Unlocking Efficiency: A Guide for Optimising Usage and Reducing Cost of your Amazon EKS Clusters

Introduction

As businesses increasingly embrace the scalability and flexibility of containerised applications, Amazon Elastic Kubernetes Services (EKS) has emerged as a leading choice for deploying and managing Kubernetes clusters. However, with the benefits of cloud services come the challenges of cost management.

Cost optimisation is not just about saving money, it is about using your resources wisely, ensuring long-term sustainability, and maintaining a competitive edge.

In this blog, we will explore the various avenues where cost optimisation can be applied to your Amazon EKS clusters, without compromising performance or scalability.

Why Should you Optimise your Costs?

Lets delve a bit deeper into why you should optimise your Amazon EKS costs. As we will find out, there are more benefits than just reducing the monthly bill.

Here are some key benefits of optimising your cost.

  1. Cost Efficiency: By optimising your Amazon EKS costs, you can ensure that you are getting the most value out of your cloud resources. Reducing unnecessary spending allows you to allocate your budget more efficiently and invest in other critical areas of your business.
  2. Budget Management: Controlling Amazon EKS costs helps you maintain a predictable budget and prevents unexpected cost overruns. This allows you to plan and allocate resources effectively without encountering financial surprises.
  3. Resource Utilisation: Optimising Amazon EKS costs encourages better resource utilisation. It ensures that your Kubernetes cluster is using the right amount of resources, reducing wastage and making the most out of the available infrastructure. To get more insights into your Amazon EKS resource utilisation, you can use the monitoring solution that I described in my previous blog at https://nivleshc.wordpress.com/2023/07/24/monitor-amazon-elastic-kubernetes-service-clusters-using-prometheus-and-grafana/.
  4. Scalability: Proper cost optimisation allows you to scale your Amazon EKS cluster more effectively. When you can manage costs efficiently, you can confidently scale your applications to meet increasing demand without worrying about unnecessary expenses.
  5. ROI and Profitability: Maximising cost efficiency directly impacts your organisation’s return on investment (ROI) and overall profitability. By cutting unnecessary expenses, you can improve your bottom line and increase profit margins.
  6. Competitive Advantage: Cost optimisation can give you a competitive edge. If you can deliver your services at a lower cost compared to your competitors, it allows you to offer more competitive pricing and attract more customers.
  7. Sustainability: Cloud cost optimisation aligns with sustainability goals. By using resources more efficiently, you reduce the environmental impact associated with excessive resource consumption.
  8. Long-term Viability: A well-managed cost structure ensures the long-term viability of your Amazon EKS infrastructure. It helps you run your applications and services sustainably over time without incurring debt or unnecessary expenses.
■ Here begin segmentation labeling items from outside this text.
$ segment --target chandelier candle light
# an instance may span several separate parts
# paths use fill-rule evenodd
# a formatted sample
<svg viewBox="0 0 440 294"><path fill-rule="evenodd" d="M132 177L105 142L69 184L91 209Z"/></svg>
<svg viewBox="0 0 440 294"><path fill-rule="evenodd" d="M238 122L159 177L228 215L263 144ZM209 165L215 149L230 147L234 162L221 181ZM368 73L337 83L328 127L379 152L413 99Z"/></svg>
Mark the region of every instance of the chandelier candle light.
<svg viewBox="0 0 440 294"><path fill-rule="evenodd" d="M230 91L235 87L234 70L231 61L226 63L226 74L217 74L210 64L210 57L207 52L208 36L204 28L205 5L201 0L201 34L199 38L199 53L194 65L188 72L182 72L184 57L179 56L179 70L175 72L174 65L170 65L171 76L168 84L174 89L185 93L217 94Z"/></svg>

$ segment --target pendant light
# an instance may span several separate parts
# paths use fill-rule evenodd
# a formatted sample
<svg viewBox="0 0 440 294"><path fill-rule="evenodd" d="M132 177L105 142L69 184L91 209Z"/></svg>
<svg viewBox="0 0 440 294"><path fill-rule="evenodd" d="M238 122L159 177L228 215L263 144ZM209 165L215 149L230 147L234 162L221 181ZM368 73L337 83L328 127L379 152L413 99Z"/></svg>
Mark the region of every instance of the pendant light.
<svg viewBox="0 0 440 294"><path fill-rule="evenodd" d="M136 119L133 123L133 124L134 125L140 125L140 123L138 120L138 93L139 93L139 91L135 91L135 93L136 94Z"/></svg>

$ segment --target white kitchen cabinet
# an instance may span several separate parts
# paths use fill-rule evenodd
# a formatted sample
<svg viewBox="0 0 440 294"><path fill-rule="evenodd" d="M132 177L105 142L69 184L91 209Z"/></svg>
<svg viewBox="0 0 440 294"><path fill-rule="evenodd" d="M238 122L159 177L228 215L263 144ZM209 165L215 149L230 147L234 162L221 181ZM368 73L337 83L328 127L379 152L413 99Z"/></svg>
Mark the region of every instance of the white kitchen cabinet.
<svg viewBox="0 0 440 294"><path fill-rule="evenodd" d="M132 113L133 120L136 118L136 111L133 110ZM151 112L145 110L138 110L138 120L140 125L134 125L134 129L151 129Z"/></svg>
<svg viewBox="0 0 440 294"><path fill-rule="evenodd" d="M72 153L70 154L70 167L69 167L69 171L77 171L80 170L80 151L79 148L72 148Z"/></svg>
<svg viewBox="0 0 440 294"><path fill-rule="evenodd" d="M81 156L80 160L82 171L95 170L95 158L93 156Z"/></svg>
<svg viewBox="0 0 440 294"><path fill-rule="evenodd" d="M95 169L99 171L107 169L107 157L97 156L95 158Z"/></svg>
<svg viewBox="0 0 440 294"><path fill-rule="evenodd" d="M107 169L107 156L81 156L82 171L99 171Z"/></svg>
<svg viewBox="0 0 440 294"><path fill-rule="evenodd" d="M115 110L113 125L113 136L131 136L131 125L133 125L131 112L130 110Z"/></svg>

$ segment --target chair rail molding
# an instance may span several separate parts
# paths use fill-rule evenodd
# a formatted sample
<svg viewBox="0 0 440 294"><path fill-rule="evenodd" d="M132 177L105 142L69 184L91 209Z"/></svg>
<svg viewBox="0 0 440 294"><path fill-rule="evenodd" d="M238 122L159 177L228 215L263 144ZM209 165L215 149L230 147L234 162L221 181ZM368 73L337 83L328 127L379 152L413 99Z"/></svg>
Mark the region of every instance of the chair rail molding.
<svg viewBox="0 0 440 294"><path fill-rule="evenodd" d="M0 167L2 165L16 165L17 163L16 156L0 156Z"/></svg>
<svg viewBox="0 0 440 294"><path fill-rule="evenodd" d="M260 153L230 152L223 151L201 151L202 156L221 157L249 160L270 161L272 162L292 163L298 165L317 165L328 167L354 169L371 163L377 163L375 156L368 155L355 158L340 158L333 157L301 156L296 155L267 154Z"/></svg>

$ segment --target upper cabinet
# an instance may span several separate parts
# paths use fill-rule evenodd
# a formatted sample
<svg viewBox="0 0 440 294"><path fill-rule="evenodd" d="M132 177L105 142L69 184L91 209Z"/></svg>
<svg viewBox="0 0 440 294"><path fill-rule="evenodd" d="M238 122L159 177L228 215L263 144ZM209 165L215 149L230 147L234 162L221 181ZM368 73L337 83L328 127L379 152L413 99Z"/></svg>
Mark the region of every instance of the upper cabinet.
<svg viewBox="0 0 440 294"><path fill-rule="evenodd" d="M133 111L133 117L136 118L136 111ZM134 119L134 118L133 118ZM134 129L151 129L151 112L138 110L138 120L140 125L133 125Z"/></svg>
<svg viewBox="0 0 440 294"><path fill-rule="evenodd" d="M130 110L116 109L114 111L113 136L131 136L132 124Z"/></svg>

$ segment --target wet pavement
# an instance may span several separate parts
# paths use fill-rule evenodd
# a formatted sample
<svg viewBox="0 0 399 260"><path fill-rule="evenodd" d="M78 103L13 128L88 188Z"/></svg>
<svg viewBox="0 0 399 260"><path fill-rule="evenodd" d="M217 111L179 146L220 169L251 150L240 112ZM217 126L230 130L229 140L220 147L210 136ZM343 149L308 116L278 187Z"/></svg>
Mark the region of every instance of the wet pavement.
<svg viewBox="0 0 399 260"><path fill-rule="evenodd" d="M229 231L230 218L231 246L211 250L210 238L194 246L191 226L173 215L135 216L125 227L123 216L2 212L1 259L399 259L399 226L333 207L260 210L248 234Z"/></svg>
As you can see from the above, there are many benefits that come out of optimising your Amazon EKS costs. These can help in realising your organisations financial, competitiveness and sustainability visions.
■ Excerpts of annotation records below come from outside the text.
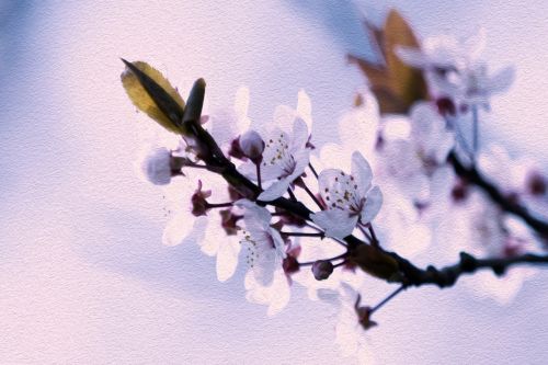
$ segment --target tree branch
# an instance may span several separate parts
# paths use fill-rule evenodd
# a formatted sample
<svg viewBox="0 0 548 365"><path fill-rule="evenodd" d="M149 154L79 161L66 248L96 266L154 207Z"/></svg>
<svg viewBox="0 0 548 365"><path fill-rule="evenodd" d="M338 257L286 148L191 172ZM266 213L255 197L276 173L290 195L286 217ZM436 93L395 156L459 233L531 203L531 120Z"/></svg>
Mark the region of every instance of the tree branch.
<svg viewBox="0 0 548 365"><path fill-rule="evenodd" d="M476 167L466 167L457 157L455 151L452 151L447 158L453 166L455 173L466 182L481 189L489 195L491 201L498 204L502 210L513 214L522 218L530 228L533 228L543 238L548 238L548 223L533 216L528 209L518 202L505 196L492 182L480 174Z"/></svg>
<svg viewBox="0 0 548 365"><path fill-rule="evenodd" d="M409 260L399 256L397 253L390 254L398 261L402 272L402 280L399 281L408 286L436 285L439 288L455 285L460 275L473 274L480 270L492 270L494 274L501 276L505 271L517 264L548 264L548 255L526 253L513 258L502 259L476 259L469 253L460 252L460 260L454 265L437 269L427 266L425 270L413 265Z"/></svg>

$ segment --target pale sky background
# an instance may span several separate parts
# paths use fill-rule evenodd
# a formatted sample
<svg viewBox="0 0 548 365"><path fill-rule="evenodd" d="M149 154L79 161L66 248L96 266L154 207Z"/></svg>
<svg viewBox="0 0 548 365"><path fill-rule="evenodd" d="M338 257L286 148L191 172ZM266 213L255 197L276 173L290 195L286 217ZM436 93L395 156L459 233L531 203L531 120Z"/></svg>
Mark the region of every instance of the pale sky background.
<svg viewBox="0 0 548 365"><path fill-rule="evenodd" d="M0 1L0 363L342 362L328 305L297 288L267 318L241 270L221 284L196 246L162 247L118 57L181 90L205 77L210 106L247 84L255 121L304 88L321 144L364 82L344 57L370 57L361 14L380 23L391 5L422 36L486 27L486 58L517 81L484 134L547 167L545 1ZM539 272L507 306L464 285L411 289L376 317L372 351L383 364L545 363L547 282Z"/></svg>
What Makes Up Your Amazon EKS Bill?

Before we dive into the various strategies for optimising the Amazon EKS costs, it is good to understand what actually contributes towards your Amazon EKS bill.

AWS charges you for Amazon EKS clusters based on the following components:

  1. Amazon EKS Control Plane: AWS charges you based on the number of hours your Amazon EKS cluster’s control plane is active. The control plane is responsible for managing and orchestrating your Kubernetes cluster. The pricing depends on the region where your cluster’s control plane is deployed (currently 0.10 USD per hour for Sydney region).
  2. Amazon EC2 Instances: If you use Amazon EC2 instances as worker nodes in your Amazon EKS cluster, you will be charged for the Amazon EC2 instance usage based on the instance type, running hours, and data transfer. The Amazon EC2 instances run your containerised applications. You can find more information about Amazon EC2 instance pricing at https://aws.amazon.com/ec2/pricing/.
  3. AWS Fargate: If you use AWS Fargate as the compute engine for your Amazon EKS cluster, you will be charged based on the vCPU and memory resources used by your containers. More information regarding AWS Fargate pricing is available at https://aws.amazon.com/fargate/pricing/
  4. Amazon Elastic Container Registry: If you are using Amazon Elastic Container Registry (ECR) to store your container images, this will contribute towards your monthly bill. Amazon ECR pricing information is available at https://aws.amazon.com/ecr/pricing/
  5. Networking: Data transfer between your Amazon EKS cluster and other AWS services or the internet is subject to AWS Data Transfer charges.
  6. Load Balancing: If you use AWS Load Balancer services (e.g., Application Load Balancer, Network Load Balancer) to distribute traffic to your applications, or as ingress controllers, you will be charged based on the usage of these load balancers. You can find more information about the AWS Load Balancer pricing at https://aws.amazon.com/elasticloadbalancing/pricing/
  7. Storage: AWS will charge you for any storage that you use. This consists of any additional volumes that you have attached to your Amazon EC2 worker nodes, any persistent volumes that you have created for your Amazon EKS cluster and any other types of storage you are consuming.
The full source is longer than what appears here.